Viveu para servir. Há setenta anos, naquela linha da frente interna alemã, choviam bombas dia e noite, prodigamente despejadas pelas forças aéreas do EUA e do Reino Unido. No forçado exílio, a Infanta D. Maria Adelaide acorria em auxílio dos feridos e moribundos, destemida no meio do inferno de chamas que incineravam corpos e cidades. Fez parte daquele círculo de aristocratas que foram sem qualquer dúvida, os mais corajosos e empedernidos adversários do nacional-socialismo que submetera a Alemanha. Finda a guerra e pela primeira vez pisando o solo português após a abolição da iníqua Lei do Banimento, dedicou o resto da sua vida ao serviço daqueles que jamais tiveram voz. Num país silenciado e onde “o outro” era nada, incógnita, sem os subsídios que hoje tanto pesam numa crise que se arrasta sem fim, D. Maria Adelaide de Bragança obrou prodígios com aquele saber improvisar que é tão característico da nossa gente. Jamais se espantou com vestidos roçagantes, jóias ou festas e se algumas teve, talvez a derradeira, precisamente aquela que no passado dia 31 de Janeiro comemorou o seu Centenário, tivesse sido a mais feliz. Muito mais que a República que finalmente a ela se dirigiu, foi o reconhecimento de um povo pouco habituado a desinteressados actos de benemerência e dedicação à causa que a todos devia ser comum: a da Pátria, simplesmente sintetizada em Povo.

Não viveu em vão. Esta manhã partiu uma Grande de Portugal.

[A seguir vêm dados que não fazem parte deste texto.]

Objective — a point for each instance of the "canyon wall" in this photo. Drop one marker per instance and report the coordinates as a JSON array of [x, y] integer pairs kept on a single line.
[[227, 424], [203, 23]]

“A minha fé facilita muito o fim da vida, porque o caminho é claro” (Infanta D. Maria Adelaide)

Uma Grande de Portugal


As mais extraordinárias iniciativas são por vezes desconhecidas da imensa maioria, para quem apenas é notícia aquilo que a imprensa entende divulgar. As obras de assistência social são hoje geralmente aceites como da atribuição desse ente que flutua acima das nossas mortais consciências e que se convenciona denominar como Estado. Esta mirífica entidade do éter, é afinal a soma de todos os portugueses e esta é uma clara verdade que não queremos reconhecer, devido ao muito luso e atávico costume do desinteresse pela coisa pública. Esquecemos facilmente associações beneméritas – algumas velhas de séculos – e que preencheram o imenso vazio que as mentalidades de outrora votavam a dezenas de gerações que permaneceram na desafortunada base da pirâmide social.